Kashkari, who became president of the Minneapolis Fed at the start of the year, is a former investment banker and Treasury official in the George W. Bush administration. He was appointed the first chief of the bank bailout program known as TARP at the end of the Bush term and start of President Obama’s administration.
Though his everyday work is at the very top of the national economy, Kashkari has a record of trying to understand its depths. As a candidate for governor in California two years ago, Kashkari spent a week living on the streets of Fresno, a midsize city, with just $40. He tried unsuccessfully to find work during that week and wound up in a homeless shelter.
It’s not clear how Kashkari and the nation’s central bank can directly address the challenges that were brought up at Wednesday’s meeting. The Fed controls interest rates, with the goal of creating maximum employment, but monetary policy can’t be targeted at segments of the population or certain states or cities. As Kashkari pointed out, black unemployment in the United States stubbornly tracks at roughly twice the level of white unemployment.
“There’s something structural in the U.S. economy, in good times and bad, that black unemployment is almost always twice as high as white unemployment,” Kashkari said.

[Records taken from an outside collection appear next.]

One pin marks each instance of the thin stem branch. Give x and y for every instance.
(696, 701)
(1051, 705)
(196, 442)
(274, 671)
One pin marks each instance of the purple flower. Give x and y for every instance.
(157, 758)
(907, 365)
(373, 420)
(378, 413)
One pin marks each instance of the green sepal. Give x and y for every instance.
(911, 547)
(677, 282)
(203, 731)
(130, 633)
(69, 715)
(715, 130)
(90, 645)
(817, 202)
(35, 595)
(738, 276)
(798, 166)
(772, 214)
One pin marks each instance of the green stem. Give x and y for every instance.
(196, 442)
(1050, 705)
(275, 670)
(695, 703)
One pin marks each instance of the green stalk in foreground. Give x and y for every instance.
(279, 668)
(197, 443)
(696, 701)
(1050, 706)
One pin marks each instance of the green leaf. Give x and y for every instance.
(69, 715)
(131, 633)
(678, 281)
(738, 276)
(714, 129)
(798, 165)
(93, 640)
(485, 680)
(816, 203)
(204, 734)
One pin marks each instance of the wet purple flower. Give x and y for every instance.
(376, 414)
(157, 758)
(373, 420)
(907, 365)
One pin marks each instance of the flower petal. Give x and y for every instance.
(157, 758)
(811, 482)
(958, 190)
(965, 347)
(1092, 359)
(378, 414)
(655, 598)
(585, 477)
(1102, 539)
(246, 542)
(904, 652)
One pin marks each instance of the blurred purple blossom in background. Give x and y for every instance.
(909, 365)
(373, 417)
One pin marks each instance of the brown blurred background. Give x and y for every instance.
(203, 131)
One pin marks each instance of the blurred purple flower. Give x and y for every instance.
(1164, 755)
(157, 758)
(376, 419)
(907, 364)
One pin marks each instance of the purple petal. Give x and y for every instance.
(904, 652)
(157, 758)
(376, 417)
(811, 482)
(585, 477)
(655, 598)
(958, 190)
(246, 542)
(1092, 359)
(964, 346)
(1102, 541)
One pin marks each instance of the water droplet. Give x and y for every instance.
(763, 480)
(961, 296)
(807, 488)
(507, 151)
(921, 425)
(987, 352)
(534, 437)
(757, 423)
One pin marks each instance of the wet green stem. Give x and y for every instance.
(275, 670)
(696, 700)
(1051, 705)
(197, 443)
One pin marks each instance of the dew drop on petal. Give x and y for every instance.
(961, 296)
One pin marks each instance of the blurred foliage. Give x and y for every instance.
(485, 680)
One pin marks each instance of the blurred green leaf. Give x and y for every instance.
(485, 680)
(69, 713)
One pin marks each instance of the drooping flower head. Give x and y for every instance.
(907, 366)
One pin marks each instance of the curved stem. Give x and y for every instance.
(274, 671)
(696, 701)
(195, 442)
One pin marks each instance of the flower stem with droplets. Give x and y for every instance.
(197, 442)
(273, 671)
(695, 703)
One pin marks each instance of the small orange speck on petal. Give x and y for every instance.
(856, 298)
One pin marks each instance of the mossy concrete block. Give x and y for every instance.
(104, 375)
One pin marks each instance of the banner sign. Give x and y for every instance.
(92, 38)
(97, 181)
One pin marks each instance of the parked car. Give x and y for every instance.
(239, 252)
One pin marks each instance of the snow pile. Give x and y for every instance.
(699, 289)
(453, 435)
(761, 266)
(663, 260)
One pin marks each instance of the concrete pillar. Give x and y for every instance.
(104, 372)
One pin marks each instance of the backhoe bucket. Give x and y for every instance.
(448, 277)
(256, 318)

He said driving unemployment downward will help everyone, and he is for low interest rates as long as they aren’t driving inflation upward. But he has not heard a satisfying answer for why the disparity in Minnesota is worse than in most places, though he committed to working with NOC to understand why it is.
From NOC’s perspective, the meeting with Kashkari was historic. Never before has a Fed president met face to face with its members in Minneapolis. As local ambassadors for the national Fed Up campaign, the organization has a fresh interest in the Fed and has taken the position that interest rates should remain low.
For Anthony Newby, the head of the organization, the meeting was a good starting point. Kashkari’s comment that the economic plight of black Minnesotans is a crisis requiring a response of “overwhelming force” was particularly satisfying.
“It sets the tone for how the Fed could, in unusual and unorthodox ways, use its power and position to solve some of these equity problems,” Newby said.
Kashkari agreed to spend a day with Rosheeda Credit, a mother of five at the meeting who said she struggles to pay for rent and child care. “The crime rate is high here, and the rent is high here and we’re not getting paid enough to work here,” Credit said.
He heard from Tenice Hodges, a former teacher who moved back to Minneapolis two months ago to help her sister’s family. She is living out of her car until she can get a teaching job because she can’t afford the city’s high rents with her restaurant wages.
“We are struggling out here,” Hodges said. “Yes, I’m employed. I work every day. But can I go out and get an apartment right now? No. I don’t have $1,100 by myself, or $2,200 for a deposit.”
Kashkari committed to looking closely at the résumés of people of color that NOC submitted for various board appointments at the Minneapolis Fed. He also said he will work with NOC on research and meet with people from the organization again in the future. He also committed to attending a workshop put on by groups affiliated with NOC at the Jackson Hole Economic Policy Symposium, an annual conference in Wyoming where central bankers from around the world gather.
Kashkari, who has drawn national attention by calling for a transformative solution to the problem of banks that are too big to fail, explained that his role as a regional Fed president is to understand the problems people face in his district. While the tools of monetary policy are limited, and much of the heavy lifting that causes social change much happen in Congress, he said it is important for him to meet with people as he did Wednesday to understand their concerns.
“I appreciate that you think it is business as usual,” Newby told Kashkari. “I don’t think it is business as usual.”